Engins dans une mine au Katanga

Engins dans une mine au Katanga

Le comité national de l’Initiative pour la transparence des industries extractives (ITIE) en République démocratique du Congo (RDC) a présenté, vendredi 25 janvier à l’hôtel Fleuve Congo de Kinshasa, le troisième rapport de l’ITIE-RDC pour l’année 2010. La RDC obtient ainsi le statut intermédiaire de « pays proche de la conformité ».

La RDC, soumise à une 2ème validation pour l’obtention du statut « pays conforme » à l’ITIE dont elle est membre depuis 2005, était astreinte à publier son 3ème rapport en janvier 2013 au plus tard, après avoir obtenu un délai de grâce pour ne l’avoir pas fait le 31 décembre 2012.

« Le périmètre de ce troisième rapport ITIE-RDC a été défini par un expert international indépendant sur base d’un critère basé d’un seuil de matérialité un peu plus cohérent. Un cadre référentiel des flux financiers davantage a été bien élaboré et des formulaires plus étoffés ont été confectionnés », a expliqué le ministre du Plan Célestin Vunabandi, président du Comité exécutif national de l’ITIE en RDC.

En mission à Kinshasa, le validateur international Hugues Renaud a fait le 11 janvier aux autorités congolaises des « commentaires positifs et des observations pertinentes » qui leur ont permis d’améliorer leur 3ème rapport, celui de 2010.
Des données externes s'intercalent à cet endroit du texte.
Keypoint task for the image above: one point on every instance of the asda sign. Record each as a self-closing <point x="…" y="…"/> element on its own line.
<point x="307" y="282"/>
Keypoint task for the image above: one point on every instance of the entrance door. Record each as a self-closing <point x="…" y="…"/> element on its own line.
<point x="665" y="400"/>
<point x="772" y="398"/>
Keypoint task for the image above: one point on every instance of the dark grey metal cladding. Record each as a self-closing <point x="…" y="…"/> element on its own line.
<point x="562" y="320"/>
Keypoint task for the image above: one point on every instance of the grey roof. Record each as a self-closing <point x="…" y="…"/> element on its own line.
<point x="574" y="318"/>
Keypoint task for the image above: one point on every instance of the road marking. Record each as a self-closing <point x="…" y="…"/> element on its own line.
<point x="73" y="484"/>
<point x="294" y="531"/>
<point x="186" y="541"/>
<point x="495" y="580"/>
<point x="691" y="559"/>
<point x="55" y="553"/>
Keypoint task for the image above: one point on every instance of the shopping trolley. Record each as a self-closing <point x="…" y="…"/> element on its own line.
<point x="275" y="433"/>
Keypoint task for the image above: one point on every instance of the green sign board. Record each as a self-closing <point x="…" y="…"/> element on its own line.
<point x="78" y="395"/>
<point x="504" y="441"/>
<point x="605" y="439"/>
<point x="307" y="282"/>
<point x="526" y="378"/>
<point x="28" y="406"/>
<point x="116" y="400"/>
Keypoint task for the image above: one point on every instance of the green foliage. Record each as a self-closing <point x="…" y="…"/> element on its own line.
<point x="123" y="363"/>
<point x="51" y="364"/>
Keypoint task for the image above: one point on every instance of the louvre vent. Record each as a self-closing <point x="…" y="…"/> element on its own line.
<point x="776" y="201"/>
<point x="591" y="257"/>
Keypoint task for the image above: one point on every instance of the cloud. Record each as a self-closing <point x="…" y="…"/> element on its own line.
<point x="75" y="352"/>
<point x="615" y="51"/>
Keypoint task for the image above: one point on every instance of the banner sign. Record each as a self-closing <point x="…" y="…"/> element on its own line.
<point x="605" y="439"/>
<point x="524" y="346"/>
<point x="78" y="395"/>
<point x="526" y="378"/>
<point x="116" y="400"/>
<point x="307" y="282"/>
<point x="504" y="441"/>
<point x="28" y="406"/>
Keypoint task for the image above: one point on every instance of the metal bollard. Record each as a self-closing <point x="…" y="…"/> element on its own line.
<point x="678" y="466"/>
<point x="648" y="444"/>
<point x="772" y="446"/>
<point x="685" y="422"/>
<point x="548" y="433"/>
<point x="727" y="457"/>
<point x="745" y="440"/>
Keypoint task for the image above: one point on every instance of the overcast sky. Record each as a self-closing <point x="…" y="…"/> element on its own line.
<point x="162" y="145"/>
« Nous avons mis en place une commission chargée d’identifier l’origine des écarts observés entre les paiements que les sociétés minières ont déclarés avoir versé à l’Etat et les revenus que les régies financières ont déclarés avoir perçu de ces compagnies minières en 2010 », a déclaré à cette occasion le ministre du Plan.
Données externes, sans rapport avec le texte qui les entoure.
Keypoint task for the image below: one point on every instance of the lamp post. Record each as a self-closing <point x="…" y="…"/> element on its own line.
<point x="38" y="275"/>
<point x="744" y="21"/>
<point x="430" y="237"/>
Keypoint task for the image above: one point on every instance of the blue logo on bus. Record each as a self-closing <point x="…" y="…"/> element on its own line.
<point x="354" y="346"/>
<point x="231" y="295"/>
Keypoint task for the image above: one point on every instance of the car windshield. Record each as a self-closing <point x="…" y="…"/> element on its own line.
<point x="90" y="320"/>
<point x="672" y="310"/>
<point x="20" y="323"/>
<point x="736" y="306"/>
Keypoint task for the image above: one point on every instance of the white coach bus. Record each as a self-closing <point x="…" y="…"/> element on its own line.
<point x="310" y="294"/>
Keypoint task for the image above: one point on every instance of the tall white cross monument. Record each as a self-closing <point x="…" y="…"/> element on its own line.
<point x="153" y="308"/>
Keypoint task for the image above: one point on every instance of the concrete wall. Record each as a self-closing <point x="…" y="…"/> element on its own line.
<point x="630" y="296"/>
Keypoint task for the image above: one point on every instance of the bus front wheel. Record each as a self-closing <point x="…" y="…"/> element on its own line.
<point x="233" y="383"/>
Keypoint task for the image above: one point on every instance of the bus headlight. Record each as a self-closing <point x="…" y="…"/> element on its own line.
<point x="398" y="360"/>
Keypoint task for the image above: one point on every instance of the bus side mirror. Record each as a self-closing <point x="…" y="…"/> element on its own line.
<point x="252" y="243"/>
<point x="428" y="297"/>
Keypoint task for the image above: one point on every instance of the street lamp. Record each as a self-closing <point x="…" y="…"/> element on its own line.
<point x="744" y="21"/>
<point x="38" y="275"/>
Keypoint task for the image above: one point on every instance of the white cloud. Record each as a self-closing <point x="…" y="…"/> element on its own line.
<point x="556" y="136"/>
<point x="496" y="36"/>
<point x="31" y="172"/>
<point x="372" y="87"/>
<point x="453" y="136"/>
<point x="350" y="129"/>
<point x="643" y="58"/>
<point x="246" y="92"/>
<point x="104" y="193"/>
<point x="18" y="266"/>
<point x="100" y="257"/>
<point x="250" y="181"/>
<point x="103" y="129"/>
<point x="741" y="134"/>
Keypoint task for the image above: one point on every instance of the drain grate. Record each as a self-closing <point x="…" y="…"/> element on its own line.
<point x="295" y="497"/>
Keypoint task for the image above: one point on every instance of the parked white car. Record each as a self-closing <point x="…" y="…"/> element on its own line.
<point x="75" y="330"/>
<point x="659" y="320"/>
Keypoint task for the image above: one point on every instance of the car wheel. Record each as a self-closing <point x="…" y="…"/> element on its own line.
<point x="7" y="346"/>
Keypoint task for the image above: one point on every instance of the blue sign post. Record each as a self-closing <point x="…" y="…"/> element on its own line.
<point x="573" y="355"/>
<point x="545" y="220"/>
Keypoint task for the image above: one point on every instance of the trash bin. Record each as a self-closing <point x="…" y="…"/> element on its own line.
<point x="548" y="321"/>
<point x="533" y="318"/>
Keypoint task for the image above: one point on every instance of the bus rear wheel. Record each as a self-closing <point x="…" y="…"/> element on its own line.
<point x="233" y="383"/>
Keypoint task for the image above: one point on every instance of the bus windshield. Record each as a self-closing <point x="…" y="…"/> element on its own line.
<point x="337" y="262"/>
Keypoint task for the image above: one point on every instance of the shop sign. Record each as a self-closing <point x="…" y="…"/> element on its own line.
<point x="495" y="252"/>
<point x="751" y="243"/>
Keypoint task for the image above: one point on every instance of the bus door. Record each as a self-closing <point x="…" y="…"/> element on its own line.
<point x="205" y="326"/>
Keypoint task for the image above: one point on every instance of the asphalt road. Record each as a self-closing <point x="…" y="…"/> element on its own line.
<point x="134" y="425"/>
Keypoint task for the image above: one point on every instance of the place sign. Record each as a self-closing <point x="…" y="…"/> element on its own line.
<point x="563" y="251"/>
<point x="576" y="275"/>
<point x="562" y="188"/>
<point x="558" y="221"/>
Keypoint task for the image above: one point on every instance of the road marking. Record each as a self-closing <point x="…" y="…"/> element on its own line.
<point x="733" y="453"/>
Dans ce rapport sont intégrés les revenus tels que les pas-de-porte perçus par les entreprises publiques, les royalistes et la vente des actifs. La question des contrats chinois a été discutée avec le secrétariat international de l’ITIE.

Dans son message, le représentant du chef du gouvernement, le vice-Premier ministre en charge du Budget Daniel Mukoko Samba a affirmé que « l’ITIE est une initiative dirigée par le gouvernement, sous l’impulsion du chef de l’Etat Joseph Kabila ».

« L’ITIE nécessite la participation active des entreprises des industries extractives et d’autres partenaires de la société dans son ensemble », a-t-il souligné.

Pour sa part, M. Bin Nassor Kassongo a rappelé au nom des industries extractives qu’elles « renforcent en RDC la gouvernance, en améliorant la transparence et la responsabilisation dans le secteur extractif ».

Quoiqu’ayant noté « une faible fiabilité produite par la DGRAD »,  Me Jean Claude Katende, membre du Conseil d’administration de l’ITIE pour le compte de la Société civile, a cependant loué les efforts fournis par les autorités congolaises pour présenter ce 3ème rapport dans «le respect des délais du dépôt des rapports adressés à l’ITIE ».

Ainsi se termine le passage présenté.